Il cappellino, dunque, solitamente era una paglietta che veniva usata per ripararsi dal sole nei cocenti mesi estivi quando i ragazzi venivano impiegati per incombenze lavorative in paese o in campagna spesso faticose e ingrate.
Ma per la festa di San Calogero i pellegrini che dai diversi paesi limitrofi facevano il devozionale "viaggio" a piedi, con i muli o con i carretti, si acquistavano anche statuine del Santo nero, piccoli fiaschi detti nzira e bummuliddri, giocattoli artigianali e magari dolci o addirittura utensili e strumenti di lavoro nelle varie bancarelle dell'apposita fiera.
Altro che addormentarsi con la ninna nanna! Quei pochissimi versi, dilatati come eco dalla voce e dalle sonorità dei fratelli Macuso, son capaci di tirarsi dietro gallerie di ricordi, dai meno ai più recenti, fino ad arrivare a prosastici confronti.
Col tempo i muli e i carretti sono stati sostituiti dalle macchine a noleggio o proprie, facendo diradare la pratica del devozionale "viaggio" a piedi; agli antichi prodotti artigianali delle bancarelle si sono aggiunti quelli moderni e modernissimi, ma nella struttura fondamentale, che storici francesi hanno identificato con "lunga durata", quella del 18 giugno nel panorama delle feste agrigentine resta sempre la festa di San Calò.

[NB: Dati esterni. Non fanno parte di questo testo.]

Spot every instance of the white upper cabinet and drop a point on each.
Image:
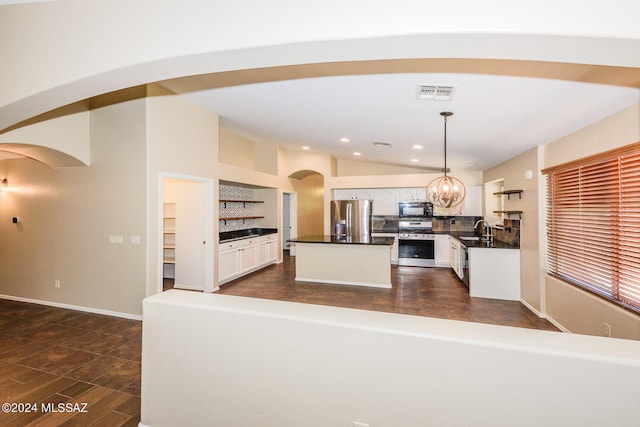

O si pò o nun si pò...
*
Nel testo cantato mi pare venga utilizzato il verbo "appenniri" nella frase "lu cappiddruzzu c'appenninu a tutti" nel senso, credo, di "far provare", "indossare", "calzare".
Ho preferito il verbo che fa riferimento all'acquisto e quindi al possesso piuttosto che all'estetica perché più logicamente conseguente alla preliminare condizione economicistica: "o si po o nun si po". Sa di sfida: nell'aleatorietà dei mezzi aspirare al meglio, per rabbia o convinzione.